Ross made honorable choice
The suicide of Bob Carlson affected many. I knew, worked with and respected him. It continues to be difficult to reconcile the conflicting thoughts and feelings that arise with each new report — none more so than when questions arose about Sheriff Glenn Ross’ decision to speak with him the night of his death.
Sheriff Ross had conflicting relationships and responsibilities: He was a long-standing friend, a sheriff, a leader in the Bangor community and a man who had worked with the Rev. Bob for many years.
Dual relationships are common. They mean weighing competing ethical demands and making decisions that are complex. There are no simple answers; things are not black or white — they are gray.
I have known and worked with Sheriff Ross for over 10 years. His dedication to the community is unflagging. The manner in which he balances the needs of law enforcement and public safety and the care of inmates is evidence of his leadership skills, ethics and strength of character. I have seen him shoulder significant difficulty in his job as sheriff. I know him to be both thoughtful and ethical.
The BDN quotes him saying it took him days to decide what to do. He had only poor choices available to him — nothing was black and white. He made the most honorable decision he could. What a shame it would be to allow the circumstances of Rev. Bob’s death to compromise the standing of this wonderful and dedicated public servant.
Pray on your own time
To Gov. LePage and the two dozen lawmakers who signed the document “A Call to Prayer for Maine” ( BDN, Jan. 18), I would say that I don’t care if they pray on your own time, but they shouldn’t waste precious legislative time, ink and paper on what is not government business.

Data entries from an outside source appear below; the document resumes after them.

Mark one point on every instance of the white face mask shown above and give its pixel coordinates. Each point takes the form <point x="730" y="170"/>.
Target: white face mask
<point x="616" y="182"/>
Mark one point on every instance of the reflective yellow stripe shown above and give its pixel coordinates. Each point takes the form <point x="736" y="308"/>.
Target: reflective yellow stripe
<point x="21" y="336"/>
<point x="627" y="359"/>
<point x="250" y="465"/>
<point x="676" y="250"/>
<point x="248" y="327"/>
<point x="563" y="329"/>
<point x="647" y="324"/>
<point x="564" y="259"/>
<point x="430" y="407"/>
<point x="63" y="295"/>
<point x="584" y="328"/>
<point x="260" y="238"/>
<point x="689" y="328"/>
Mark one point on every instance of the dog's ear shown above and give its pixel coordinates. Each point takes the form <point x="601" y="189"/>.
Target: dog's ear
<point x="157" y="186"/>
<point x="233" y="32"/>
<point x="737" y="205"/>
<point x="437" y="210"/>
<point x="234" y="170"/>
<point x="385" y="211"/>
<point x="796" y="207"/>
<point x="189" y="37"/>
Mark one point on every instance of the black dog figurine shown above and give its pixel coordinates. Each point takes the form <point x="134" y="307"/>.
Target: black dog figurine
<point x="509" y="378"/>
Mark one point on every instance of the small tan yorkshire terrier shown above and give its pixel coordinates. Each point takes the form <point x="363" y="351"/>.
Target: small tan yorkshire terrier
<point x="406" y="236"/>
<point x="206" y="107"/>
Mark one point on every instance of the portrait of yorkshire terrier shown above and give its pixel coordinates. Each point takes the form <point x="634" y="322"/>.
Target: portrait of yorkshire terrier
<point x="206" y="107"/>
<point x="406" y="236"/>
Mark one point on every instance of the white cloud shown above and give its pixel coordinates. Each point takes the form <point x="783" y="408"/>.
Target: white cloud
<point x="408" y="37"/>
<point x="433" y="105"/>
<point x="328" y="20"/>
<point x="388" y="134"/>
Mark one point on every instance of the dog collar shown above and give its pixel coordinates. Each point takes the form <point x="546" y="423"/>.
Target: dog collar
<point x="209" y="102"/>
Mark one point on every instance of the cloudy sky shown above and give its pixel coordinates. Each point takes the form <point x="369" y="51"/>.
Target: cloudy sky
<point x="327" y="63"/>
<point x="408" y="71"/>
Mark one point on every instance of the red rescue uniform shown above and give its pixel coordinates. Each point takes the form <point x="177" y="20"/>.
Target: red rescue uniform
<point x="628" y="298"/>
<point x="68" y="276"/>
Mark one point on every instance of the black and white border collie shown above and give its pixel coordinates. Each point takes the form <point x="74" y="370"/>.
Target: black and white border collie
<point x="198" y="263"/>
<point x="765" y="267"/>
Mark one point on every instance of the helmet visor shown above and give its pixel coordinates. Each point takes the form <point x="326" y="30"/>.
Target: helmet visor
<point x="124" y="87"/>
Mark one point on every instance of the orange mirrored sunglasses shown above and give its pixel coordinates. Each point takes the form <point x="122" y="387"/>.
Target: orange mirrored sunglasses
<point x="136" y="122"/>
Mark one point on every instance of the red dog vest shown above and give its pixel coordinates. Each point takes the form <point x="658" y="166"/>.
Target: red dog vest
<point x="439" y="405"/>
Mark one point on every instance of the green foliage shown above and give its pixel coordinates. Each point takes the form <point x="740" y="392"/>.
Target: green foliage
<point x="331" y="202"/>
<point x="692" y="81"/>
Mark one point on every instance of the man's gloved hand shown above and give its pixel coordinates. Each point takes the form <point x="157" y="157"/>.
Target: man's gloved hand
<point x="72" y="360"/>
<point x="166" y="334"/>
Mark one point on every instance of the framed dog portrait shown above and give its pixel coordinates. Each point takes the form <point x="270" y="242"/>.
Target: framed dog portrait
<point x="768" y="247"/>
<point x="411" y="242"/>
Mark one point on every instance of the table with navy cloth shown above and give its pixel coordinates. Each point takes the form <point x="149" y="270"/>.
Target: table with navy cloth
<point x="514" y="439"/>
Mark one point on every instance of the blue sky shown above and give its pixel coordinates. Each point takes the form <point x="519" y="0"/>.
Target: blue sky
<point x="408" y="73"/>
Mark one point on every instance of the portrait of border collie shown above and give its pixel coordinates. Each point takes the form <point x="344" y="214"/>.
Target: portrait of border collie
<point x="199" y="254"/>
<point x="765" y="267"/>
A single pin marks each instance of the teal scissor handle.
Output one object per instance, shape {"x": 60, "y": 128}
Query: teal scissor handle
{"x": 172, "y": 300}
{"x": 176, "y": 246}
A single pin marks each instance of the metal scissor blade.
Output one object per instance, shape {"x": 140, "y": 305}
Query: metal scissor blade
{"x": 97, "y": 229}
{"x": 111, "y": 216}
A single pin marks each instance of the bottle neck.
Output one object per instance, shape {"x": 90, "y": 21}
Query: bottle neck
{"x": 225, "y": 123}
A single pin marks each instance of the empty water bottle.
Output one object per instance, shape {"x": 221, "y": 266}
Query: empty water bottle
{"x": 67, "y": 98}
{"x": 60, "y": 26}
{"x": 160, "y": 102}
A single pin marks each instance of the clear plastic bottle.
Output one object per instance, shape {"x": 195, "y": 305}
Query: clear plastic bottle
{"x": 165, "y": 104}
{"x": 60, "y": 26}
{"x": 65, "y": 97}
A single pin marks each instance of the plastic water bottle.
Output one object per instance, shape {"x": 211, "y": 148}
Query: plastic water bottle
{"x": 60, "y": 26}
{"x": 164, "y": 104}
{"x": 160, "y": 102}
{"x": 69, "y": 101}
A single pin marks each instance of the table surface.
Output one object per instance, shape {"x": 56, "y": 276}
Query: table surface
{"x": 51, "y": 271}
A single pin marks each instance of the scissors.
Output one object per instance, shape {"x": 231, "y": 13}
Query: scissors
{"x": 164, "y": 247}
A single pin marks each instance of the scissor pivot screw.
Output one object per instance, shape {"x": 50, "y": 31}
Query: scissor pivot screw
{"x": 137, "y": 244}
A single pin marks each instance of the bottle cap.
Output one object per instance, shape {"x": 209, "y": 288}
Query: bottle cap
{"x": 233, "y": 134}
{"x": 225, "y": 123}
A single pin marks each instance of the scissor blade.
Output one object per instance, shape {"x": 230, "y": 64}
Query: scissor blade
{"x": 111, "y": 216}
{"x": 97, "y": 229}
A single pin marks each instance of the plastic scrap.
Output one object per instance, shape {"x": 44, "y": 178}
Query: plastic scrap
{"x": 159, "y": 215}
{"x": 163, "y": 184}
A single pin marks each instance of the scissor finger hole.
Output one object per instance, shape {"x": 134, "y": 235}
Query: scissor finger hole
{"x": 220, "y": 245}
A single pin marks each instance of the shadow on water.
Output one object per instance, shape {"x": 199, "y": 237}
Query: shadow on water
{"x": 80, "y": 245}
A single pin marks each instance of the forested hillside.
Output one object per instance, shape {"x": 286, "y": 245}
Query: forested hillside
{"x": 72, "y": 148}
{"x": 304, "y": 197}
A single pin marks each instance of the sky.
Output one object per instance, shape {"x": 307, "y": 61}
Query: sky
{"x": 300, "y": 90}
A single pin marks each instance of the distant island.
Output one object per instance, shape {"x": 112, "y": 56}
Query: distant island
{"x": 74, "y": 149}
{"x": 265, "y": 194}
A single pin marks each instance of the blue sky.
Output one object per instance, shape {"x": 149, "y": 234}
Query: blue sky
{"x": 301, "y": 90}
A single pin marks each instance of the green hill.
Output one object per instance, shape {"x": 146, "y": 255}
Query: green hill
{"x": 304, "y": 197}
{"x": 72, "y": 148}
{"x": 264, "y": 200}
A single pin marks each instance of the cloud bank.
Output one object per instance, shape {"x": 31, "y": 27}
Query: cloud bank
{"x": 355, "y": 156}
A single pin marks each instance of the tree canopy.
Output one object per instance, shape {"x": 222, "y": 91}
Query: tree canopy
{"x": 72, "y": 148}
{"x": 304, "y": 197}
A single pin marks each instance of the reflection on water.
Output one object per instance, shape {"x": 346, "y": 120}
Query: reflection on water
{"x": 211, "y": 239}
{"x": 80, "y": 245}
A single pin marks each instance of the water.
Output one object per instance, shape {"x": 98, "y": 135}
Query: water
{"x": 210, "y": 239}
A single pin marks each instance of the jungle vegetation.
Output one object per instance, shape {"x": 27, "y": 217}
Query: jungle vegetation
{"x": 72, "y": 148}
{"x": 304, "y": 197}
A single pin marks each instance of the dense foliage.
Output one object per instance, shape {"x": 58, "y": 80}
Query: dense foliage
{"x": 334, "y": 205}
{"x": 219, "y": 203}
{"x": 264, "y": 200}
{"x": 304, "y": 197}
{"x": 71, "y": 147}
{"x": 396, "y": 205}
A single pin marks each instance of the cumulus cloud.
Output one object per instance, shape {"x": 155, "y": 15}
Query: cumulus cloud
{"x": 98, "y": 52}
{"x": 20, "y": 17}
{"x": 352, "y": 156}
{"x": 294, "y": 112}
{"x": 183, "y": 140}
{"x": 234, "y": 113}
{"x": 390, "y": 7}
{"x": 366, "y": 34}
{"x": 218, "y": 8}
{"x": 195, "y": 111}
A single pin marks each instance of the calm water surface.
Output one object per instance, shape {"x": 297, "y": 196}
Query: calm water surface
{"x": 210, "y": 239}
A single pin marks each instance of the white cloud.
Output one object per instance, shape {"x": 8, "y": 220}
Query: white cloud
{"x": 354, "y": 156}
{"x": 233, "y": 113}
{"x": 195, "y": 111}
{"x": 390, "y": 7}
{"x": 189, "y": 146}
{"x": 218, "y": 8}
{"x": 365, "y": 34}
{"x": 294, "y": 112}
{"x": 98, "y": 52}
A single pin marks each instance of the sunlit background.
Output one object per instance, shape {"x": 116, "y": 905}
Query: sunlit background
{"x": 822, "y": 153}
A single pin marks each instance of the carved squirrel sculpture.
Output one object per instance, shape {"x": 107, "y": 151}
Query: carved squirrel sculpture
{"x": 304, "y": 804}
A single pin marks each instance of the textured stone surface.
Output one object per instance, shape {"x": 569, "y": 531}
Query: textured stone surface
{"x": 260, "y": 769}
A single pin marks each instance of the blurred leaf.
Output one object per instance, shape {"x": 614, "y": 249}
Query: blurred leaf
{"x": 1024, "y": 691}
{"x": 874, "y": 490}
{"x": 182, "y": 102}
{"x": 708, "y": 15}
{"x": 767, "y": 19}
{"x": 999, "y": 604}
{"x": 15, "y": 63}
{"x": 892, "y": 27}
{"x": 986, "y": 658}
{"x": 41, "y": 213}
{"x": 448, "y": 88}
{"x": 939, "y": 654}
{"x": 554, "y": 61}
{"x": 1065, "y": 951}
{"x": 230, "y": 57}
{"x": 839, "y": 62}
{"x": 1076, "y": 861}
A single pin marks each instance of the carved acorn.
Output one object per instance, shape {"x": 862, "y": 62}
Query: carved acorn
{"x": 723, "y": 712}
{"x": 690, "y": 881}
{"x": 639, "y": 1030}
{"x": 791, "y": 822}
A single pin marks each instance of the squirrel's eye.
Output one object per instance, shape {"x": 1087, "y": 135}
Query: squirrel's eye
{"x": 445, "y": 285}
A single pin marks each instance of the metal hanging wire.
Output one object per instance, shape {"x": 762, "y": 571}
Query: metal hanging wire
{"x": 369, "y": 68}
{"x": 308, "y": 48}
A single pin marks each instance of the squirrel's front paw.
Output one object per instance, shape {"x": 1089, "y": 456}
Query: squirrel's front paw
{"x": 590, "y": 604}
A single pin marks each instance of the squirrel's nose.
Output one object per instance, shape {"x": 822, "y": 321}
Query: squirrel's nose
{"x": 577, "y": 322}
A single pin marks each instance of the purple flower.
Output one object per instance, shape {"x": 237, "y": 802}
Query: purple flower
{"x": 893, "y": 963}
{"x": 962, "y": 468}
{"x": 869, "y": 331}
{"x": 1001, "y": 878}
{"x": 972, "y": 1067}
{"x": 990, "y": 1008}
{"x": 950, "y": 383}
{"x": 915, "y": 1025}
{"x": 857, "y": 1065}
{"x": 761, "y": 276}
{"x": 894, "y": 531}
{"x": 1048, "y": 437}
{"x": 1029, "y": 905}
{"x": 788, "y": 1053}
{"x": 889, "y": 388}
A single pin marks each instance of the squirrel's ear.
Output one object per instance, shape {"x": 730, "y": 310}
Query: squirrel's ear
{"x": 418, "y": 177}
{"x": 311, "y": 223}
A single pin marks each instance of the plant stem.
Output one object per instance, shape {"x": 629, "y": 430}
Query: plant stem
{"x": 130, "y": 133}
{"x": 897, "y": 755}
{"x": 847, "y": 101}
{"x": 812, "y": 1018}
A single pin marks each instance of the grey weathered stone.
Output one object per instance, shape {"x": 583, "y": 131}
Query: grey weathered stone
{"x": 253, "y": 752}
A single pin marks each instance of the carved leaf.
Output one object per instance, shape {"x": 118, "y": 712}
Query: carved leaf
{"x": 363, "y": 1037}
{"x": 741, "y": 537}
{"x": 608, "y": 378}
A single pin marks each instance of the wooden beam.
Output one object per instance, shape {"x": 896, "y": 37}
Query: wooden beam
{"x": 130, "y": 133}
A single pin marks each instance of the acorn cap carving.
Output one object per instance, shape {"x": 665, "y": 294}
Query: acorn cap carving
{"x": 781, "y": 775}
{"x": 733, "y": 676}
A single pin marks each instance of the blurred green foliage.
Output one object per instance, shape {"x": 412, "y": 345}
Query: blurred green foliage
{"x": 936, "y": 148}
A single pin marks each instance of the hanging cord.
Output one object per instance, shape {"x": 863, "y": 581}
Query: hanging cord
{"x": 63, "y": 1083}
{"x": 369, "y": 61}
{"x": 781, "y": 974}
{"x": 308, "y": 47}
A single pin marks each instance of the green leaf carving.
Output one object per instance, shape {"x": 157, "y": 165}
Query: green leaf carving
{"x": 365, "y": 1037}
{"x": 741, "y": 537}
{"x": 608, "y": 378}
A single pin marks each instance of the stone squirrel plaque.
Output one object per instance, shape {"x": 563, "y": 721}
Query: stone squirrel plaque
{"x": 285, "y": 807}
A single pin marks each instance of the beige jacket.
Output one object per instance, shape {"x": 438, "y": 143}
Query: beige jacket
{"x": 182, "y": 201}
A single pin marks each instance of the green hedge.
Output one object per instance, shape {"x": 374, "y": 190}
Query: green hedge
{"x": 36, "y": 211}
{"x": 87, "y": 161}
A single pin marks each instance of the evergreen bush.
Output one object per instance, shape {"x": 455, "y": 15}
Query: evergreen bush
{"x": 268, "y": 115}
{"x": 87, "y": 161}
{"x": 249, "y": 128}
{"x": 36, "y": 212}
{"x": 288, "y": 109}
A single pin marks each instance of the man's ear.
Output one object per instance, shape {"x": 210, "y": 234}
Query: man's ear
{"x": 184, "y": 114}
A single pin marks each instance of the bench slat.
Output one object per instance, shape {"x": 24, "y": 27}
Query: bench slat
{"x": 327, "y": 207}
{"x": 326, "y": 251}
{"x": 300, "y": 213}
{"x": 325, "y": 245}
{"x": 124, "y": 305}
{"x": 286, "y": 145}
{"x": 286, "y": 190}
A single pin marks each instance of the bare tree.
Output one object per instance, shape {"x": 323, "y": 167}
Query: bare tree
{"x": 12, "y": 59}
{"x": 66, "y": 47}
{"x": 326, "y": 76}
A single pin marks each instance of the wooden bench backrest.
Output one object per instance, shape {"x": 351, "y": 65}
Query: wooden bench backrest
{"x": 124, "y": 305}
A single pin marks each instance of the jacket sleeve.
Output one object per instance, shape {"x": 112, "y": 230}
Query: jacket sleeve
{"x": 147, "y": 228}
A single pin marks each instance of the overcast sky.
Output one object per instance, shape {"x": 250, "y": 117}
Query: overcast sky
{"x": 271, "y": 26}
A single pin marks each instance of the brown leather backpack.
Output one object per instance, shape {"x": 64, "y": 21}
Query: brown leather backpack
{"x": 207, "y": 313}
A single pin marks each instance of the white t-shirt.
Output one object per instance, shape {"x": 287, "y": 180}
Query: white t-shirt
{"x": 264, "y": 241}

Sixteen percent of Americans are not religiously affiliated. Substantial numbers are of religions other than “Judeo-Christian.” Even if our citizens were 99 percent Christian, it wouldn’t mean that we are a theocracy: Our government was designed to be secular — for good reasons.
Christians are not being persecuted! In reality, our freedom to believe whatever we want is under constant assault, from seemingly benign but ridiculous actions like this one, to more serious ones by our own Christian Right.
Trying to impose even the beliefs of the majority’s religion on the rest of us is un-American. As for the motto “In God We Trust,” I propose that we return to our original motto, “E Pluribus Unum” — Out of Many, One. That is, if we actually want to be inclusive, are not trying to impose our beliefs on others and honestly believe in the First Amendment and freedom for all citizens.
Instead of bloviating about “plunging headlong into the post-modern void … a value-neutral and amoral vacuum,” etc., why don’t lawmakers and the governor do the work for which they were elected: improve the economy, promote jobs and provide for the common good? If that can be accomplished through prayer, what do we need them for?